Test Driving Windows 8

I’ve been playing around with the developer release of Windows 8 for a couple of weeks now. I have to say that my first impression was not that great. I’m slowly warming up to it although it hasn’t totally won me over.

 To test drive Windows 8 I installed it on a VirtualBox virtual machine. The installation process is very quick and easy. No big changes from Windows 7. The installation only took a few minutes.

One of the first differences that I encountered was the ability to choose to log on to the system using a local account or a Windows Live account. If the Windows Live option is utilized, user preferences are sync’d across all Windows 8 computers accessed by the account.

Another difference is the main screen that loads after logging on. It’s a huge wallpaper image that needs to be swiped up to access the main Start screen. Swipe up and the Start screen is revealed which has a series of tiles that take you to what Microsoft is calling “Metro Style” apps. The preview version has a number of apps preinstalled to show off the new Metro style applications. Developers writing Metro Style apps can code them in C, C++, C#, Visual Basic, HTML5/JavaScript and/or using XAML. There are apps for weather, stock quotes, social media, and games. Supposedly these apps were built by Microsoft interns to demonstrate how easy these applications are to build. By the way, have you ever met a technology intern? I find them pretty sharp. Never the less, Microsoft states developing for Windows 8 will be a breeze.

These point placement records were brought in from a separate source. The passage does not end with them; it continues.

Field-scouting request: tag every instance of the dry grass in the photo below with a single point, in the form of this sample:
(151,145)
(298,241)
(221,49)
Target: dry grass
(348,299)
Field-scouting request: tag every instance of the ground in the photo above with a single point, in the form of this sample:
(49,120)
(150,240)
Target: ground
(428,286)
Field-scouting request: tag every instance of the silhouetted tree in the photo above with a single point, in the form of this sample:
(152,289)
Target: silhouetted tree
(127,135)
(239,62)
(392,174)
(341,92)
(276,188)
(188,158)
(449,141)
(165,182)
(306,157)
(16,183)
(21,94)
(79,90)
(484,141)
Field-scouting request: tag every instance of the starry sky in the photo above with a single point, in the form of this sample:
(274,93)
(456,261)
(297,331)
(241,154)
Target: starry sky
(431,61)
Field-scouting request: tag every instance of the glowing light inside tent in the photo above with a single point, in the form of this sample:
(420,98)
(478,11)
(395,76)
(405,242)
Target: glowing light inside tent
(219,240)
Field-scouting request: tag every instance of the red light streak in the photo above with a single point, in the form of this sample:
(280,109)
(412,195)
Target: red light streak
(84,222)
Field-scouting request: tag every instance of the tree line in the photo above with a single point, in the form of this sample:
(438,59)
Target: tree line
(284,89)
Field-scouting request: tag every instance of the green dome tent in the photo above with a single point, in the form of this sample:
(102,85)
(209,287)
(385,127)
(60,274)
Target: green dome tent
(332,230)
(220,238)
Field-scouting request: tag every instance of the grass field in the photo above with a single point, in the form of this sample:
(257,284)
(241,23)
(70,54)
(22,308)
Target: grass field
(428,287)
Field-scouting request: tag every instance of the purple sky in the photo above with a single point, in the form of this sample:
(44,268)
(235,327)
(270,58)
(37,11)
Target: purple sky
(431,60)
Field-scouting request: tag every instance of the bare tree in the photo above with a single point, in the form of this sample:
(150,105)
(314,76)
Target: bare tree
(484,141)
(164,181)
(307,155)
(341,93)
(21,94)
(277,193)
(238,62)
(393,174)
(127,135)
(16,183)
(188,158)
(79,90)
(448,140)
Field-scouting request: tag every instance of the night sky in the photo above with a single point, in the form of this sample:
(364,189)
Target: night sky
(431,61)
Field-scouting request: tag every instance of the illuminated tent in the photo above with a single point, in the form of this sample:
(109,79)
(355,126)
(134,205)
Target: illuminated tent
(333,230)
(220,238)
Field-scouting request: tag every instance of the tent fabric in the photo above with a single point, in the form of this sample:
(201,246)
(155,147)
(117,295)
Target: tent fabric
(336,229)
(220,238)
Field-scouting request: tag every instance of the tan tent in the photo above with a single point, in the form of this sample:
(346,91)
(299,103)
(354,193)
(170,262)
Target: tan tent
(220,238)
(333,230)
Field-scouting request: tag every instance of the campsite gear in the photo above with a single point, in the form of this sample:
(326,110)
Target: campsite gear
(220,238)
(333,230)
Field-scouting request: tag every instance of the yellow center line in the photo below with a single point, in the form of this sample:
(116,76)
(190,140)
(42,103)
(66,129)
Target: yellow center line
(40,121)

 To access what we all have come to know and love as the classic Windows desktop you need to click on the associated tile. Here lies another little surprise… the ribbon interface. That’s right. Love it or hate it Microsoft has replaces the classic tool bar with the Ribbon interface.

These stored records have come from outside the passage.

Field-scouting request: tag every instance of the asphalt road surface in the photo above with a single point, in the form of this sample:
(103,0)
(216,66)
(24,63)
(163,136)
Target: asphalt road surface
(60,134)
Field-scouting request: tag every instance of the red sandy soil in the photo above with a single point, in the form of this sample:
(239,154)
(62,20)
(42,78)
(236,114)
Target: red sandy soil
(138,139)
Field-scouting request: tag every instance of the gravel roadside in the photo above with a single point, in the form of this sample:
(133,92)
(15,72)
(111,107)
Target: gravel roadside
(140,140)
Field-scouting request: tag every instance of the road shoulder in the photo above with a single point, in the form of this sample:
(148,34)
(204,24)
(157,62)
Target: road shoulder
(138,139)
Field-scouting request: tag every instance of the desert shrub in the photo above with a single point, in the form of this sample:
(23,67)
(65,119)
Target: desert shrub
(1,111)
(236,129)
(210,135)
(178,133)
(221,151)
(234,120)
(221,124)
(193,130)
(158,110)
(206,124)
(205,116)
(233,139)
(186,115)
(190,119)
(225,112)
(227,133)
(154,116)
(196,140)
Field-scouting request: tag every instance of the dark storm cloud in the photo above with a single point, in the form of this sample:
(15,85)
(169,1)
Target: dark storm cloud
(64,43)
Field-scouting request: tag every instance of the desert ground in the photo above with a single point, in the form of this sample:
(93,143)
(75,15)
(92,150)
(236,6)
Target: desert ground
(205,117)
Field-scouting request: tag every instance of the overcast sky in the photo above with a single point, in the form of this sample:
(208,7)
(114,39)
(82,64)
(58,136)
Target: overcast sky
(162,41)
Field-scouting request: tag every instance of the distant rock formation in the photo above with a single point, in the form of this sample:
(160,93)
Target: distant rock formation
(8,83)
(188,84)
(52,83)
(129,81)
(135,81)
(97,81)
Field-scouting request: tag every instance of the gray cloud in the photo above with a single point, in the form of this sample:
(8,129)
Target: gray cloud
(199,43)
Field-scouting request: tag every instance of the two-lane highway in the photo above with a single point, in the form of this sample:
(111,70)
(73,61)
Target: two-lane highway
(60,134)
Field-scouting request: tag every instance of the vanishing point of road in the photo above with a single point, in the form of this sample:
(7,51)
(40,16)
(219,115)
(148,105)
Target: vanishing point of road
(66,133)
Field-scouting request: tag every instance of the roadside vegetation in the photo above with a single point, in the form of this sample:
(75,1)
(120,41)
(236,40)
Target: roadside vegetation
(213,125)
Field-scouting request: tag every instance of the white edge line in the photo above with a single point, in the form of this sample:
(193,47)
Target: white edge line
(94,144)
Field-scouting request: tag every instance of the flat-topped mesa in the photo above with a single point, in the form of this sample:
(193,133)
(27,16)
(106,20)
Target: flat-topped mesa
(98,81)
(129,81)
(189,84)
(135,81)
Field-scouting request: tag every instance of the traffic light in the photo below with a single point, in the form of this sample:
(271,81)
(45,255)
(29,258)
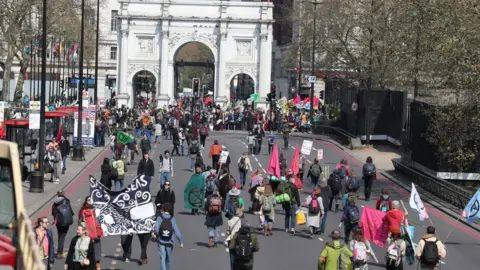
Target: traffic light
(195,85)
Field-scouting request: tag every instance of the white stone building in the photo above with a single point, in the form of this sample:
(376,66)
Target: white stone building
(149,34)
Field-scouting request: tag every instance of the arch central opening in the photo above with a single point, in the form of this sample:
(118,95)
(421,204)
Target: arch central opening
(194,72)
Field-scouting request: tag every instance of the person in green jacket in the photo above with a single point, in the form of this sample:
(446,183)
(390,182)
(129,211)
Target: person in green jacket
(145,145)
(333,253)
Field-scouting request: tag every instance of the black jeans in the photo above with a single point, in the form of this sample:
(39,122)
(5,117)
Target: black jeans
(62,232)
(368,188)
(126,242)
(202,139)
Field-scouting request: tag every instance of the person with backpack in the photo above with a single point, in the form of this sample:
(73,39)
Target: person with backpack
(250,143)
(62,213)
(194,149)
(244,244)
(291,204)
(87,215)
(384,203)
(233,202)
(369,174)
(267,209)
(430,250)
(315,172)
(166,229)
(203,131)
(396,250)
(271,142)
(243,167)
(361,250)
(213,218)
(314,203)
(350,218)
(335,184)
(335,255)
(165,195)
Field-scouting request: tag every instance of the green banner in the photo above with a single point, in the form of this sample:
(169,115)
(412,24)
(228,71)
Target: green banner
(124,138)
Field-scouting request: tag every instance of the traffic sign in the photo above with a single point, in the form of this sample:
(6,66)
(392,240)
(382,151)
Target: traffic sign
(354,106)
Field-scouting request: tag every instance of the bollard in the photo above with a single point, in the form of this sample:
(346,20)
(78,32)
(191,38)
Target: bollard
(36,182)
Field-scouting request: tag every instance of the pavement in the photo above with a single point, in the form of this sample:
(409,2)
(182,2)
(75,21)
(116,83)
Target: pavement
(281,251)
(36,201)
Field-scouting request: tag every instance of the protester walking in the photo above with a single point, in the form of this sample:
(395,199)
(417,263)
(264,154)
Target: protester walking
(44,240)
(62,213)
(166,229)
(369,174)
(81,253)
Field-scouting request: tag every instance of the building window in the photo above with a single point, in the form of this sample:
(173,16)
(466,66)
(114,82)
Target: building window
(113,53)
(113,22)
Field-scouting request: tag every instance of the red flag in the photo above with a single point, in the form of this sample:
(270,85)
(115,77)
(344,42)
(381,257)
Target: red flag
(295,164)
(274,164)
(60,133)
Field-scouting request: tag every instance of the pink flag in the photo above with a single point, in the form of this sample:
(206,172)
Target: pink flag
(60,133)
(274,164)
(375,227)
(295,164)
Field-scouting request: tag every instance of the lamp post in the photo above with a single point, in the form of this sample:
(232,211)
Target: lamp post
(315,3)
(95,90)
(78,148)
(41,139)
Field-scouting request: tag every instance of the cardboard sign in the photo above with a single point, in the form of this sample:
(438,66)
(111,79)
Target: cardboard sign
(307,147)
(223,157)
(320,154)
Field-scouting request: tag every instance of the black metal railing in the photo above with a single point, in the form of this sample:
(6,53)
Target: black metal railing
(444,190)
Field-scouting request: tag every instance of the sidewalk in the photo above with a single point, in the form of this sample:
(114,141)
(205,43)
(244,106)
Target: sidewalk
(37,201)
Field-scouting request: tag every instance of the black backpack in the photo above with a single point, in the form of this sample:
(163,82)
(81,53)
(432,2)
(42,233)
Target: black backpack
(244,247)
(430,253)
(194,149)
(166,229)
(64,214)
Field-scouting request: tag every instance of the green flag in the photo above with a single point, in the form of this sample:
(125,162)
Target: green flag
(124,138)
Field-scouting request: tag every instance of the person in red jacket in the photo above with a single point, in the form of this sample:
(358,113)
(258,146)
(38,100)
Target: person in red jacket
(395,218)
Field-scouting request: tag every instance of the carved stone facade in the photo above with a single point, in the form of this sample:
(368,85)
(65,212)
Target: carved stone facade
(229,29)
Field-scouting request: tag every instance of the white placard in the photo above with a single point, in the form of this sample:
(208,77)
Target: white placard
(320,154)
(223,157)
(34,120)
(306,147)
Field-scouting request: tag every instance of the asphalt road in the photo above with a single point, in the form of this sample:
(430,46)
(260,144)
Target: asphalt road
(282,251)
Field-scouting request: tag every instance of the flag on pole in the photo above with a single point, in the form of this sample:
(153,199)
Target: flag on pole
(417,204)
(472,210)
(295,164)
(274,164)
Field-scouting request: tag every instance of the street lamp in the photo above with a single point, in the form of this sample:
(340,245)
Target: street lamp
(95,90)
(315,3)
(78,148)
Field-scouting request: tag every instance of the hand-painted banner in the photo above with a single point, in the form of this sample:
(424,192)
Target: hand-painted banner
(125,212)
(374,226)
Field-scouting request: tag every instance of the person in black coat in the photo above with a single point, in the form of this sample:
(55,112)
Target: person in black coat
(106,177)
(146,167)
(213,221)
(165,195)
(70,262)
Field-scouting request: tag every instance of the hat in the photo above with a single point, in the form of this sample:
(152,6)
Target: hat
(234,192)
(396,205)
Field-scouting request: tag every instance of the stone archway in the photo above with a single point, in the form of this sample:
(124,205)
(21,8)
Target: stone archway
(242,86)
(143,86)
(193,59)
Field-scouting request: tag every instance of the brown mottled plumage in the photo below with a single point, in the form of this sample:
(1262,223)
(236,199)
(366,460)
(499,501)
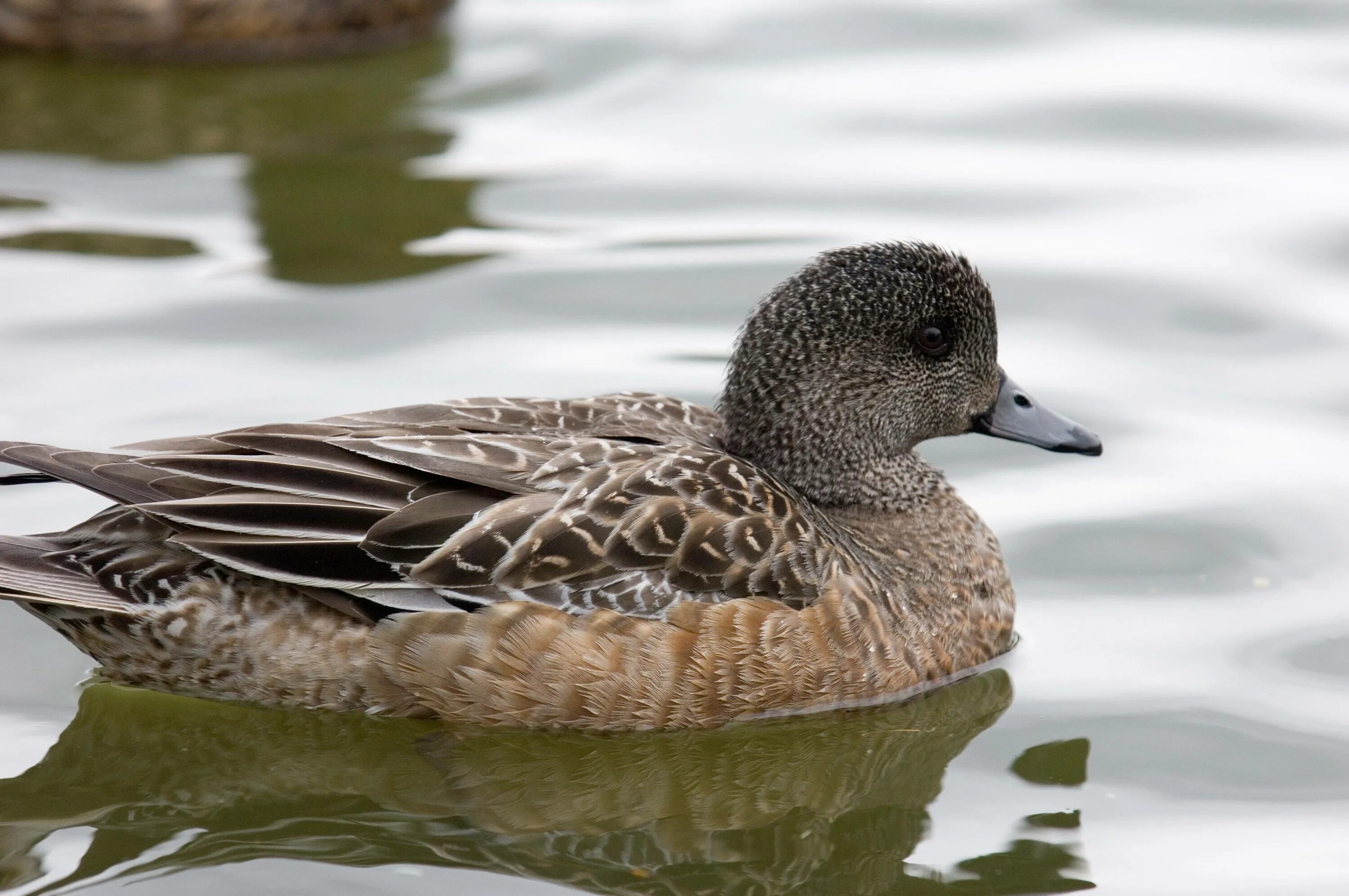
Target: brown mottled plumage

The other big change is the Start menu. Microsoft has done away with the classic nested fly-out menu. To get to what’s left of the Start menu in Windows 8 you place your cursor on the lower left part of the screen, you then receive a pop up menu with options to go to: Settings, Devices, Share, Search, and Start.

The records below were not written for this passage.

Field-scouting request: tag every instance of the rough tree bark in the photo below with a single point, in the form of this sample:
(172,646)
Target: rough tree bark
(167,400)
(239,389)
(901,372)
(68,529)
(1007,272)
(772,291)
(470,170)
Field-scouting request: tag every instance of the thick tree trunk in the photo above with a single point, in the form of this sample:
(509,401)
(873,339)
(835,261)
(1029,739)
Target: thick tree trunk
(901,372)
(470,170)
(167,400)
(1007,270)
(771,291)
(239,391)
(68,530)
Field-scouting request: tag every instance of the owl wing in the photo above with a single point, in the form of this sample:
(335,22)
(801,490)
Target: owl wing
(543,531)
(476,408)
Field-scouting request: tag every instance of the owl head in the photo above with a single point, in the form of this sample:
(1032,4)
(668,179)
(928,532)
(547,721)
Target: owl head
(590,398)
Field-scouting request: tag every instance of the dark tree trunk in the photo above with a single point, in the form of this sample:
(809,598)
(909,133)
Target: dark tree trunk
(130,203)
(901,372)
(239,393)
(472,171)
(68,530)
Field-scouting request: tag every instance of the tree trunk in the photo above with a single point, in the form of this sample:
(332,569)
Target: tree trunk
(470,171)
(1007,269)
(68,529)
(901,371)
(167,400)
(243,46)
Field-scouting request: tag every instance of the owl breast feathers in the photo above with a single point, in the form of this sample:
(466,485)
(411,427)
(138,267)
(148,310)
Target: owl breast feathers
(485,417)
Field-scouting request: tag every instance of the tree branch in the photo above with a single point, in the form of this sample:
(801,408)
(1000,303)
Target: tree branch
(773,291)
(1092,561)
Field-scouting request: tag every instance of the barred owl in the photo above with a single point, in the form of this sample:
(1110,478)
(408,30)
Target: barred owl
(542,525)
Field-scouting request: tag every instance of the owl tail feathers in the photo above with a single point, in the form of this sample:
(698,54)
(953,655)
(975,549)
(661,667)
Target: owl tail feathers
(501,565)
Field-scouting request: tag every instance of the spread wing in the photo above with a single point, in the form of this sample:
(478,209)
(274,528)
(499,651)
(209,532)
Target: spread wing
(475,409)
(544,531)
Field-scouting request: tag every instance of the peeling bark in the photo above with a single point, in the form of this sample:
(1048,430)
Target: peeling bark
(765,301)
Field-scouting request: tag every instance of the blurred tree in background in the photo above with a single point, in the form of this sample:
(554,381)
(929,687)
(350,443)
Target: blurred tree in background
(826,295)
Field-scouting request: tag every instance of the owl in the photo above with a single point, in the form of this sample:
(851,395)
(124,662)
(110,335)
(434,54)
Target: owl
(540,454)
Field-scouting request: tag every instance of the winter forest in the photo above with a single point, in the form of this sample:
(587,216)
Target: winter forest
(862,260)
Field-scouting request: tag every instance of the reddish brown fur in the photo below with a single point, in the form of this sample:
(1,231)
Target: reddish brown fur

I’ve found Windows 8 to be snappy and it seems very light weight and easy on resources – that all while running in a virtual machine environment with just the minimal resources dedicated to it. I’ve been able to install standard Windows applications without any issues. This developer preview release is a bit buggy but it’s a pretty solid first out of the gate effort from Microsoft. The jury is still out for me as far the keyboard mouse experience. I’m still learning the tricks of navigating the system with peripherals. I imagine that on a dedicated touch system the usability experience is much better. I credit Microsoft for their effort with Windows 8, despite my concern for its usability in the enterprise. It’s been my experience that any small change in the computing environment tends to throw enterprise users for a huge loop, taking them out of their comfort zone. I don’t foresee IT folks, especially those who support end users, looking to implement Windows 8 any time soon and especially without enterprise tools to control the user interface.